Dazed Digital: What were some of the reference images for the collection?
Kate and Laura Mulleavy: To start we had fires. Which is strange because Southern California has been in flames for the last 3 weeks. We went on a trip to Death Valley with one of our best friends, Johnson (Hartig of Libertine). It’s an alien landscape and it doesn’t look like anyone’s actually been there. And then imagining this empty house, like what would be left behind. So we imagined this woman who was stranded and mangled and burnt alive, and then being reborn as a Californian condor. What we wanted to say was that this person could tell a story. Their bodies would be a physical transformation, there would be scars everywhere. So that’s where the tattoos on the body come in. And the idea of having hair that looked like it still had ash on it. But still restrained enough that it was not wild. It was just this idea that there was freedom and restraint with it.

DD: Tell us about your experiments with fabric in the collection.

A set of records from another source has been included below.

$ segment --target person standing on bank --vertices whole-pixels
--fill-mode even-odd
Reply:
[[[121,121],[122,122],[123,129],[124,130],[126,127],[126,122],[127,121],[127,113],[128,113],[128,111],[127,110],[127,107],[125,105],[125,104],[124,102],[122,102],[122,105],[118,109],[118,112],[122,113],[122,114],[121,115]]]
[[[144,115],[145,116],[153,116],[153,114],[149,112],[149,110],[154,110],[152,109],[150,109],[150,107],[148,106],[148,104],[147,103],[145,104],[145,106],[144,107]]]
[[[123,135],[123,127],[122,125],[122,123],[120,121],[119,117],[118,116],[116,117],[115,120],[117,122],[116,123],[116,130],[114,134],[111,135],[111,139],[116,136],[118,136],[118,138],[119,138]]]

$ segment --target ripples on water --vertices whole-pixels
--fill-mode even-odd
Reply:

Kate and Laura Mulleavy: The starting point was that we wanted to burn everything. So it started from burning and then we burned the fabrics back and stained it and sandpapered it. We ruined these beautiful textiles and we thought, “it’s not ruined enough!” Then that’s when your idea of beauty changes. Then we used these leathers, macramé, an incredible plastic that looks like bird skin. Then we went through an intensive two month period of hand braiding that was the hardest thing we’ve ever done. We wanted it to look like there is a story everywhere.

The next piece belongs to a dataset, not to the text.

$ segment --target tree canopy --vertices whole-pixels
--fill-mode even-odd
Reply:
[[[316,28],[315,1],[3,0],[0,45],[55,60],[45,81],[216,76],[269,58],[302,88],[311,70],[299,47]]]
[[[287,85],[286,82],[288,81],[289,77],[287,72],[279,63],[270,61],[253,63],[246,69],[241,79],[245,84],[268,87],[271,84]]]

DD: The way you work is so hermetically sealed. Is it difficult then presenting it to the world?
Kate and Laura Mulleavy: Well it’s really hard because sometimes you have to do fittings in front of a group of people. I think it’s better to not talk about what you’re doing. It’s better to keep your own dialogue.

DD: And if you were to sum up an emotion running through the collection?
Kate and Laura Mulleavy: I think there’s desperation in it – this idea of a woman being stranded. That’s why we used this floral print which reminds me of the Depression and this dustbowl mentality where people just got through it. But ultimately, I like the idea of empowerment and survival and coming up stronger for it.